Calm Like A Bomb

Some horses are extremely stoic and will hide discomfort until it’s just too much for them to cope with. These are the horses that people tell you are oh so quiet – until they explode.

So, is the horse quiet or internalized?

Horses are prey animals; because of this, some of them are exceptionally good at hiding discomfort. They don’t want to be the ones that stand out of the herd as weak or compromised and become a target. Others have been ‘bomb-proofed’ or taught to shut down (sometimes called ‘learned helplessness’). They have been taught to disconnect from their natural reactions. Either of these types may not show the typical signs of discomfort that other, more expressive horses do. It doesn’t necessarily mean that they aren’t experiencing discomfort. Stoic horses do their very best to do their job and live their life without complaining. Tension and restrictions are often widespread before anyone notices they need help.

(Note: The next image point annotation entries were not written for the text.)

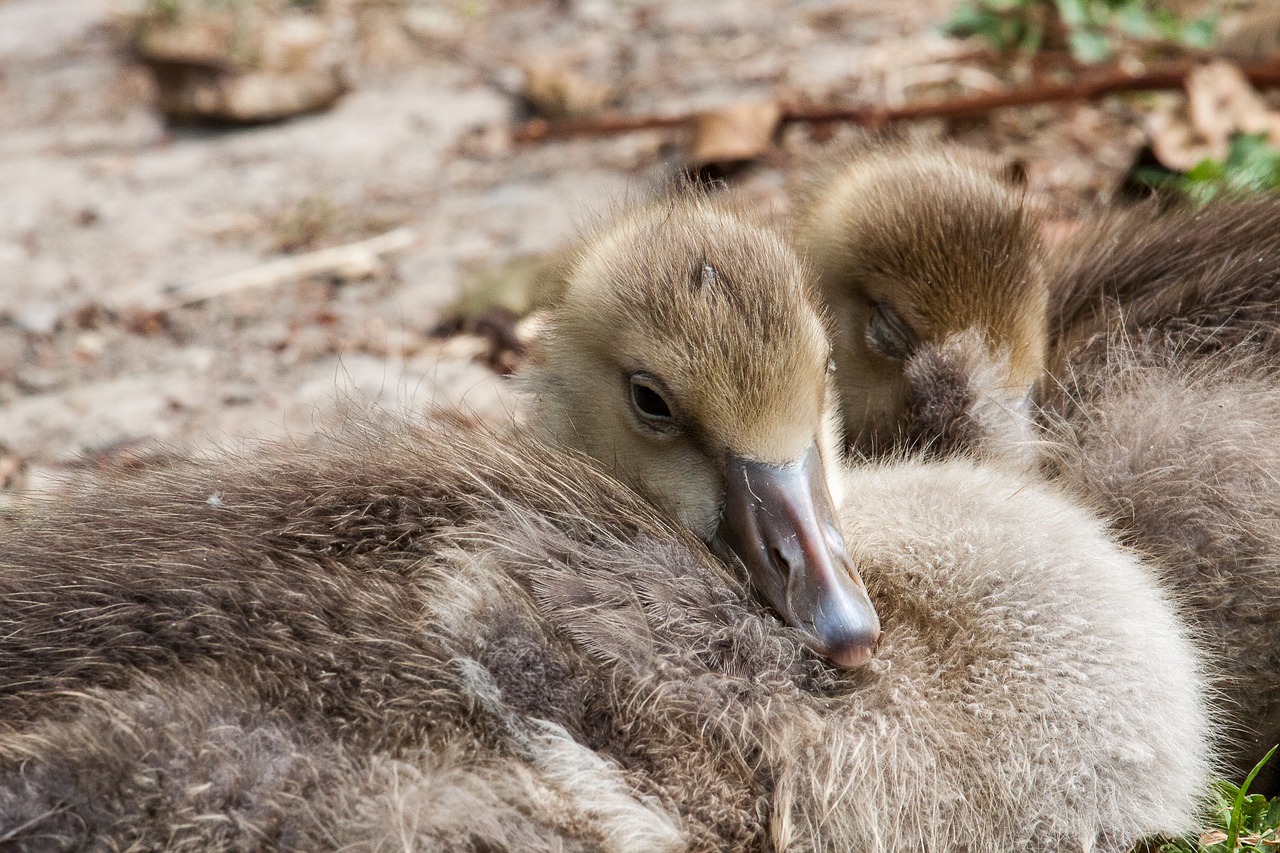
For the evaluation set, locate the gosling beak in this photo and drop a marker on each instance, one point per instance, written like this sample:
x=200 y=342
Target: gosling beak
x=780 y=521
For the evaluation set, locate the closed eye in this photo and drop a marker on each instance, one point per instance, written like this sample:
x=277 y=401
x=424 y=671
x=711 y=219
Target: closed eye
x=649 y=401
x=887 y=334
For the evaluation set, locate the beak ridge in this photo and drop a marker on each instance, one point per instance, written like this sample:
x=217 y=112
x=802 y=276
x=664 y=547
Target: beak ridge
x=781 y=523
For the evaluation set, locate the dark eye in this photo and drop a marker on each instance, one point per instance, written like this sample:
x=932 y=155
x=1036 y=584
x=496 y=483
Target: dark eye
x=887 y=334
x=648 y=400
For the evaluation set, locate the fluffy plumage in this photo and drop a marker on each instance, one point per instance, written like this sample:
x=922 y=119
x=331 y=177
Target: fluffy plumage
x=881 y=224
x=1159 y=342
x=362 y=621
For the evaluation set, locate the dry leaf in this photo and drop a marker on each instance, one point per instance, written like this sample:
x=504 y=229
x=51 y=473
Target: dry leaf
x=734 y=133
x=241 y=63
x=1220 y=103
x=558 y=92
x=1251 y=37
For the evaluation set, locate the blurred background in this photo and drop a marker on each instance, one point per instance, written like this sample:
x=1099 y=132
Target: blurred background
x=218 y=214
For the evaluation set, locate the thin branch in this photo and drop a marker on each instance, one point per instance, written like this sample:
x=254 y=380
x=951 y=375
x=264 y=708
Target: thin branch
x=353 y=260
x=1086 y=87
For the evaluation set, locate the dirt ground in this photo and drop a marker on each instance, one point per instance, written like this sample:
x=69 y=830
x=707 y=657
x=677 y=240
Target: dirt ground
x=105 y=210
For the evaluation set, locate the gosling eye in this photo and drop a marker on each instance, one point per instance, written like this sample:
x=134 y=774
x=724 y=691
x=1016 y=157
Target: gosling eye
x=649 y=402
x=887 y=334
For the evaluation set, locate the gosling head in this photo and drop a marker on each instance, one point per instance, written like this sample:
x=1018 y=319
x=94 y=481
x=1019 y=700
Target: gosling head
x=931 y=267
x=688 y=356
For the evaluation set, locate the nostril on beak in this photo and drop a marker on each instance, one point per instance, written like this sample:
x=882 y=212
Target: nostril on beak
x=780 y=564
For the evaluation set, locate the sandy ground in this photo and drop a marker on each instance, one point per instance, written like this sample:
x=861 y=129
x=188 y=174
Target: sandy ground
x=104 y=209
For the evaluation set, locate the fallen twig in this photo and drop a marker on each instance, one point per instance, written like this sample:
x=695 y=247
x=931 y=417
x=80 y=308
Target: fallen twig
x=1086 y=87
x=353 y=260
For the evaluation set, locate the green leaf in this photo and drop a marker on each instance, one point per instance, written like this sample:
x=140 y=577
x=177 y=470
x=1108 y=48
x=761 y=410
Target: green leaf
x=1136 y=21
x=1089 y=46
x=1201 y=32
x=1074 y=13
x=1203 y=172
x=1233 y=831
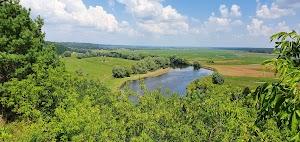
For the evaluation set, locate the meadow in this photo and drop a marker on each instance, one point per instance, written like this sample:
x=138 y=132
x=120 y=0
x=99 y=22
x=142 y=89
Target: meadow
x=239 y=68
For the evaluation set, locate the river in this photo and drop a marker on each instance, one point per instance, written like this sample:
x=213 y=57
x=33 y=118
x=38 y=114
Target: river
x=174 y=81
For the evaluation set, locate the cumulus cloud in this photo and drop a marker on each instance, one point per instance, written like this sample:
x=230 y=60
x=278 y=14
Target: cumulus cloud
x=73 y=12
x=153 y=17
x=233 y=12
x=272 y=12
x=288 y=3
x=258 y=28
x=226 y=20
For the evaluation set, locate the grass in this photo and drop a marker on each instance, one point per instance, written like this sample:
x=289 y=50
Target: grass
x=100 y=69
x=97 y=68
x=222 y=57
x=239 y=68
x=251 y=82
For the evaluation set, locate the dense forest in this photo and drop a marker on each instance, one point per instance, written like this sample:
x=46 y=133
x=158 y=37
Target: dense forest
x=41 y=101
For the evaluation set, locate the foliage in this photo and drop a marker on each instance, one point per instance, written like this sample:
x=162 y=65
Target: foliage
x=67 y=54
x=120 y=72
x=48 y=104
x=177 y=61
x=217 y=78
x=21 y=42
x=280 y=100
x=197 y=65
x=80 y=55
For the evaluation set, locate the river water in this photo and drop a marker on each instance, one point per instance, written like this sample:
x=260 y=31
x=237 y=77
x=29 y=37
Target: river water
x=175 y=81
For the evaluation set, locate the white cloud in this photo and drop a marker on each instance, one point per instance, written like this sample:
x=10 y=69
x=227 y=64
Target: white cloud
x=273 y=12
x=288 y=3
x=235 y=10
x=73 y=12
x=225 y=21
x=258 y=28
x=153 y=17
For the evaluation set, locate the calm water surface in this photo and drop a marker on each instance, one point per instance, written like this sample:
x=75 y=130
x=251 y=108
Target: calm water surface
x=175 y=81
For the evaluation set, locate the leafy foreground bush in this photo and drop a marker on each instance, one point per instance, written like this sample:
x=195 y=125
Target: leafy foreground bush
x=41 y=102
x=197 y=65
x=67 y=54
x=217 y=78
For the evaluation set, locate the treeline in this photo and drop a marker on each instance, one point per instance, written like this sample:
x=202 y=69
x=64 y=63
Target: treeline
x=148 y=64
x=40 y=101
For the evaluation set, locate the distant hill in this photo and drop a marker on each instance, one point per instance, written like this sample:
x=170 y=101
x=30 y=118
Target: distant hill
x=61 y=47
x=254 y=50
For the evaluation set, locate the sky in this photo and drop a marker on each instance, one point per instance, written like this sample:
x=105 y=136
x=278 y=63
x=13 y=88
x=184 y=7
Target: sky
x=183 y=23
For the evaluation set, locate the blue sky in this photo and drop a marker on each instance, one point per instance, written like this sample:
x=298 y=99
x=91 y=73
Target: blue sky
x=197 y=23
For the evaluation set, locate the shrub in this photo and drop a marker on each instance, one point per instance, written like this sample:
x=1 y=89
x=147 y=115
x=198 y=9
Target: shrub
x=197 y=65
x=80 y=55
x=139 y=68
x=120 y=72
x=162 y=62
x=210 y=62
x=217 y=79
x=67 y=54
x=177 y=62
x=246 y=91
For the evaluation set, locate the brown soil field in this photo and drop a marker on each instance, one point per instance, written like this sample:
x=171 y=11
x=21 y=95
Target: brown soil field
x=253 y=70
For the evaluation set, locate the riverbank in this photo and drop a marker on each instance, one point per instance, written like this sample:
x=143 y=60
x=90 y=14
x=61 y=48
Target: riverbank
x=143 y=76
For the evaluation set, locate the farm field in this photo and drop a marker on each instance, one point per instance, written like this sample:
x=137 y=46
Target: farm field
x=239 y=68
x=100 y=69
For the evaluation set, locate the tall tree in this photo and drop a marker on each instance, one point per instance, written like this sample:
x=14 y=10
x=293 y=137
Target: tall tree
x=21 y=41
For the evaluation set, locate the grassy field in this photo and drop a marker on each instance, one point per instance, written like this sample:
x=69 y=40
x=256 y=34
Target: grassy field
x=97 y=68
x=222 y=57
x=100 y=69
x=239 y=68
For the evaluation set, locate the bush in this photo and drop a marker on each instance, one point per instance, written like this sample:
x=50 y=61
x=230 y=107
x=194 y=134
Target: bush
x=139 y=68
x=178 y=62
x=162 y=62
x=210 y=62
x=197 y=65
x=67 y=54
x=80 y=55
x=246 y=91
x=217 y=79
x=120 y=72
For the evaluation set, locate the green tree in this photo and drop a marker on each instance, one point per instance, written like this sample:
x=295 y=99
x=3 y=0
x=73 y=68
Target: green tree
x=197 y=65
x=21 y=42
x=120 y=72
x=67 y=54
x=217 y=78
x=25 y=63
x=280 y=100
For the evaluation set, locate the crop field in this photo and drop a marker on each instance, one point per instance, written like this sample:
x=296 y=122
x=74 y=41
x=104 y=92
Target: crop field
x=222 y=57
x=239 y=68
x=97 y=68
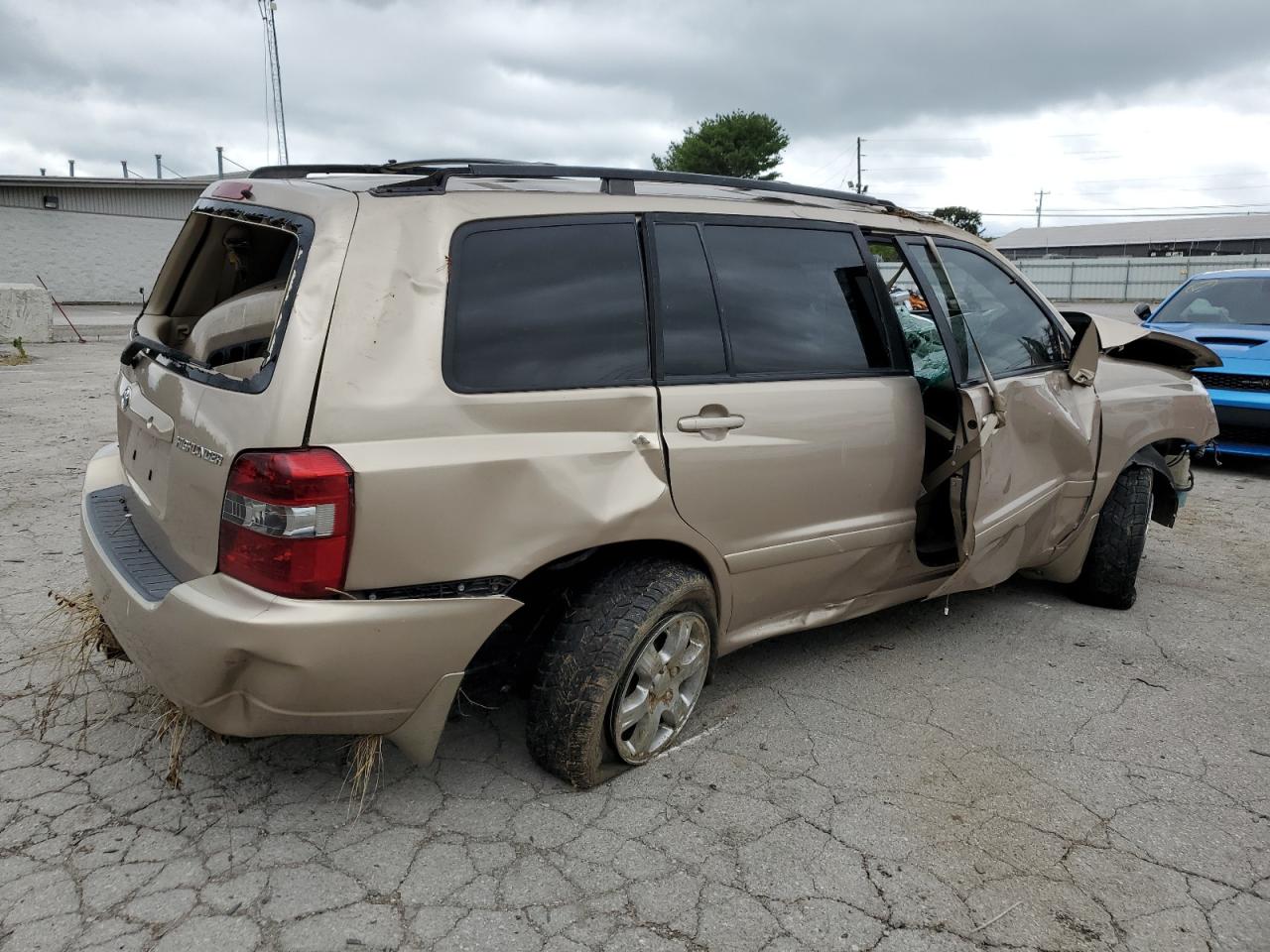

So how can you tell if the horse you’re working on might be one of them? Do they stay a little too still when you palpate? Do they hold their breath when you touch them? Stare into the distance like they aren’t there with you? Hold tension around the mouth, cheek, ears or eyes? The more stoic the horse, the more subtle their signals may be. They don’t wear their emotions on their sleeves.

These horses need a gentle, slow approach. Be sure that the tissues are letting you in, that you aren’t pushing to muscle your way in. As the horse relaxes and gains confidence in the work their heads will start to lower and their breathing deepen as their internal tension releases. Allow the horse to protect an area if they need to. It can take more than one session, but when they trust you enough, they will let you in. Sometimes a horse will process the experience on their own after you have left and realize that they are ok with the work and next time they be more open. Work with their brain as much as their body. Ideally, these horses will learn to feel safe enough with you begin expressing themselves a little more. And stay alert – there may be a “trigger” or primal response waiting to be unleashed.

Not everyone is observant enough to work well with these horses. The problem here is that the horse faces a double-edged sword: either he submits to insensitive manipulations, or he reacts by either defending himself or extracting himself from the situation. The horse gets labeled as ‘dangerous under the circumstances’ and doesn’t get the bodywork it needs, when it’s the bodyworker who put the horse into an unfair, no-win situation. Please don’t be one of them.